Primary biliary cholangitis (PBC) is characterized by the presence of specific antimitochondrial autoantibodies (AMA), antinuclear autoantibodies (ANA), or documented by liver biopsy, treatment with ursodeoxycholic acid (UDCA) has implication in disease progression and survival without a liver transplant. This study aimed to know the clinical characteristics of patients with PBC.

Materials and Methods

Observational, descriptive, longitudinal and retrospective study, case series study. It included patients aged 18 to 80 years seen in the Liver Clinic consultation with a diagnosis of PBC in the Hospital General de Mexico from 2015 to 2022.

Results

Sixty patients were evaluated; 95% were women, the most frequent age of presentation was between the fifth and sixth decade of life, the prevalence of AMA was 95%, the other 5% were diagnosed by liver biopsy or specific ANA, the presence of other antibodies was 26% of which the most frequent, were ANA. Transitional elastography was performed in 68% of the patients and documented significant fibrosis in 68% and some degree of steatosis in 30%. The association with autoimmune diseases is 33%; Sjögren's syndrome and scleroderma are the most representative.

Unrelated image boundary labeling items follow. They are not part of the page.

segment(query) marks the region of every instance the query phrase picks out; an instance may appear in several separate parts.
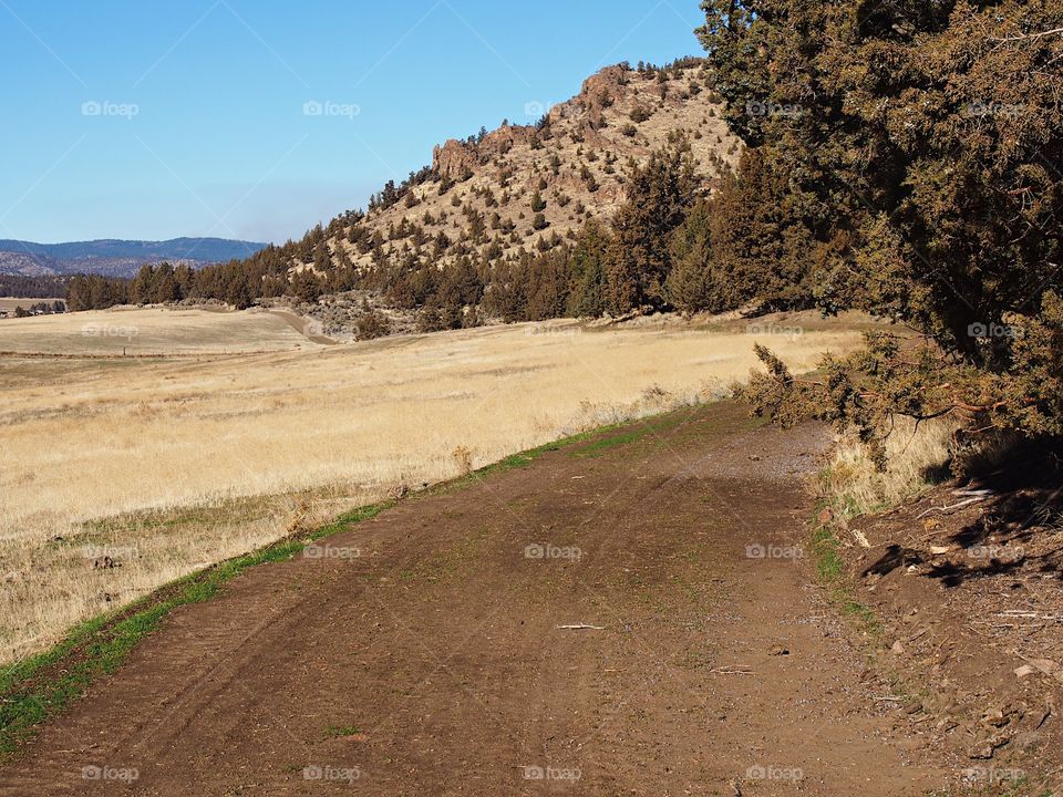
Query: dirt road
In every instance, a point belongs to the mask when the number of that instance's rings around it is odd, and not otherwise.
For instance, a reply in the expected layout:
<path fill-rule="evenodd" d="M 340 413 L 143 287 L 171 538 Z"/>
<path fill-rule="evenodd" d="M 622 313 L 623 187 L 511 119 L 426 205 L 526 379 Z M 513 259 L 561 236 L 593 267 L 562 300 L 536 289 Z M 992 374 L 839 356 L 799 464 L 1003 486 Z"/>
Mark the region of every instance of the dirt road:
<path fill-rule="evenodd" d="M 723 404 L 404 501 L 175 613 L 0 795 L 954 783 L 861 682 L 794 548 L 824 444 Z"/>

Overlap with autoimmune hepatitis was documented in 25%. Osteometabolic disease was present in up to 35%. The response to treatment to AUDC, as measured by the Paris II Score, was 31%.

Conclusions

The clinical characteristics are similar to those described in the literature. The low response rate to UDCA is striking, which is a factor implicated in the progression of the disease, which correlate with the high degree of documented fibrosis.

Funding

The resources used in this study were from the hospital without any additional financing

Declaration of interest

The authors declare no potential conflicts of interest.